Actually, that’s not quite true. Almost any politician who isn’t a Ford – Doug was convinced there were more libraries than Tim Horton’s in his ward and would’ve slashed them ‘in heartbeat’ — loves to oversee the building of a library. The 100th TPL branch was opened in Scarborough last year. It’s the funding of their operations that’s so tempting to shave, trim and hack at.
So, working at the library for many falls into the precarious employment category. Half of the workers are contracted, meaning benefits, a living wage and the like are but a pipedream. At Tuesday’s budget deputations, library worker Tori MacDonald talked about scrambling to branches all over the city in the search of hours. For Ms. MacDonald, the librarian’s lot in Toronto was not one where she could see buying a home, raising a family.
Bully for them, those of us with plenty of space at home to find a quiet spot to work, with easy access to all the internet we need, with that book we want one Amazon click away, with our own communities already carved out, will say. What’s a librarian’s job anyway? Checking out books. Putting them back on the shelves when they’re returned. Why should we pay a premium for that?
But read the Torontoist piece and realize that our library system represents much more than that to many residents of this city. In fundamentally important ways, our libraries and those (wo)manning the desks, counters and stacks – Yes, 75% of library workers are female. Women and precarious employment.
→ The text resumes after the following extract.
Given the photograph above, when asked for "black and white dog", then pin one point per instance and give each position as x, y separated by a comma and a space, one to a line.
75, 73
Surprise! — serve as, if not gatekeepers, then the welcoming committee of this city for newcomers and other oftentimes marginalized segments of our community. Libraries provide both a physical as well as social shelter for this city.
How much should that be worth to us?
It’s easy to embrace the big gestures, the grand symbols of our civic well-being. The shiny new transit projects and plans, the high rise office towers, the beautiful, “world class”, outside public spaces. What we always overlook, however, in our seemingly perpetual chest-beating, looking out for the taxpayer push to scrimp toward balanced budgets is the vital element of the human scale. “Finally,” Hd writes in the Torontoist, “TPL locations are also some of the last places in Toronto where you can still get a glass of water and use the bathroom for free, a not insignificant attribute in our increasingly precious metropolis.”
Our libraries and the people working to make them cornerstones of neighbourhoods and communities are indeed significant attributes ‘in our increasingly precious metropolis’. We need to defend them from those intent on only counting costs and ignoring the benefit side of the ledger. A strong library system is not simply a nice-to-have. It is a need-to-have, and we have to start treating it as such, beyond just the easy to spot and promote bricks-and-mortar, to the people inside, working to make it the remarkable enterprise it is.
— bookishly submitted by Cityslikr
Nicely observed. Incremental cuts to library services are easy and don’t provide much in the way of dramatic headlines. That is the way business is done in this city; attack those who are vulnerable and whose voice is largely ignored. In much the same way, areas of poverty in the city are neglected while infrastructure prizes go to established and rich neighbourhoods. Check out the difference between the Artscape projects in Weston and Wychwood.
Tory is another version of Ford with one major exception. He’s not as honest about his intentions.